# Crosscut and Dual Miter sleds



## ptofimpact (Apr 29, 2013)

Made a Crosscut sled following WoodWhisperer's you tube video, and came up with my own miter sled to handle both types, I realize the miter sled cannot handle large projects, however, my use will be for smaller pieces of wood.


----------



## Steve Neul (Sep 2, 2011)

The sled you made to miter with looking at the bottom picture if you would cut the piece on the front off on the end you would be able to miter longer pieces of molding. The way it is now you are restricted to the foot or so between the blade and the piece on the front. Most of the time when you miter with a sled it is to make inside miters inside of outside like the one you have. I made mine with two boards on a angle on each side of the blade. Visually it looks like a V. On the one on the left I use to trim the end of the molding off and then I switch it to the one on the right which has a tape measure and stop on it to cut it to length. That way I can make multiple lengths of molding all alike.


----------



## GeorgeC (Jul 30, 2008)

" I realize the miter sled cannot handle large projects,"

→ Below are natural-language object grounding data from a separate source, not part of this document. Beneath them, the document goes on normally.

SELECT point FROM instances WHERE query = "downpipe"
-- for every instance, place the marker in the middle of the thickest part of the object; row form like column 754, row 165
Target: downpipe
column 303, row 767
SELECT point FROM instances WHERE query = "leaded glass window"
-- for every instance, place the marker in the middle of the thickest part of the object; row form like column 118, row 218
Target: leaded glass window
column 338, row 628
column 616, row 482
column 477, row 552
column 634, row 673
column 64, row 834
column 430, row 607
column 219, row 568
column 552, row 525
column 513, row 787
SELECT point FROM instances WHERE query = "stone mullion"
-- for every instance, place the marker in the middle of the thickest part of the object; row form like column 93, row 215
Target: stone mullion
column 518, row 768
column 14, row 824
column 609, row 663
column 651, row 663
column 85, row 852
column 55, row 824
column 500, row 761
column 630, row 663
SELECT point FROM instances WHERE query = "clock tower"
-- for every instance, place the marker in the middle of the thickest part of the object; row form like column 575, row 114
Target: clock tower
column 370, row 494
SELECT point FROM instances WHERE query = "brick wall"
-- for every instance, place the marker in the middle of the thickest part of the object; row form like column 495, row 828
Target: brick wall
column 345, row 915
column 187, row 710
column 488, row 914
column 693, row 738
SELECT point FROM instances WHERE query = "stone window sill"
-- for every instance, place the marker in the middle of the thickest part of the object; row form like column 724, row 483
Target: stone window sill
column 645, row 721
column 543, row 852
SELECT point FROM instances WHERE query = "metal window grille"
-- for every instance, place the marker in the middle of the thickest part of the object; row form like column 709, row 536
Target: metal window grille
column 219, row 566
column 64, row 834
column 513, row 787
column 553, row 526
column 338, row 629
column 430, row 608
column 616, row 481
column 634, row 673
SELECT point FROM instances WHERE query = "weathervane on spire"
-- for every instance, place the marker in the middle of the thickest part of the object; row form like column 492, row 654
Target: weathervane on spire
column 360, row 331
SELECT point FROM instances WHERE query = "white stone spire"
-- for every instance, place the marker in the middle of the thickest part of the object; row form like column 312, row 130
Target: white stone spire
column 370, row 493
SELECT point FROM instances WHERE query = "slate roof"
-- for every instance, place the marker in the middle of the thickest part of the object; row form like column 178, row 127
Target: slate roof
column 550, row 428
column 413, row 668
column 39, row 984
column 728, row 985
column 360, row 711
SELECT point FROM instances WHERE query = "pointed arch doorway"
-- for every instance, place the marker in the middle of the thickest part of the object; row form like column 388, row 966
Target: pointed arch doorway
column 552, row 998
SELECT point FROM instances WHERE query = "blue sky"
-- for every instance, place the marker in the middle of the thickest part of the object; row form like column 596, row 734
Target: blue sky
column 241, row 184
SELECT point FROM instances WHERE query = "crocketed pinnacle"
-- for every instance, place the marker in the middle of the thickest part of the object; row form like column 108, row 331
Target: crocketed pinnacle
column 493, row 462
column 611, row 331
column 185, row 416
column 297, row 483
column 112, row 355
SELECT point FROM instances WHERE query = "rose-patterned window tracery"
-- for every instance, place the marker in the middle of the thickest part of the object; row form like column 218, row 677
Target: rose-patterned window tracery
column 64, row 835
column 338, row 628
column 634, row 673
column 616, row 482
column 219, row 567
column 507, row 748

Are you making this as a general statement or only in relation to the sled that you built?

In general sleds CAN handle larger objects.

George


----------



## ptofimpact (Apr 29, 2013)

GeorgeC, was just referring to the sled I built, my first sleds for a tablesaw.


----------



## kenny_ (Feb 28, 2014)

One thing you might run into is if the miter isn't exactly at 45 degrees, when you cut two pieces and try to join them together across large distances, then 0.1 degree difference could give you a problem. Take a look at Steve Ramsey's (WWMM) video on his miter sled for an example of what Steve Neul was talking about. 




 If you miter one piece on each side, you will end up with something that is pretty close to 90.


----------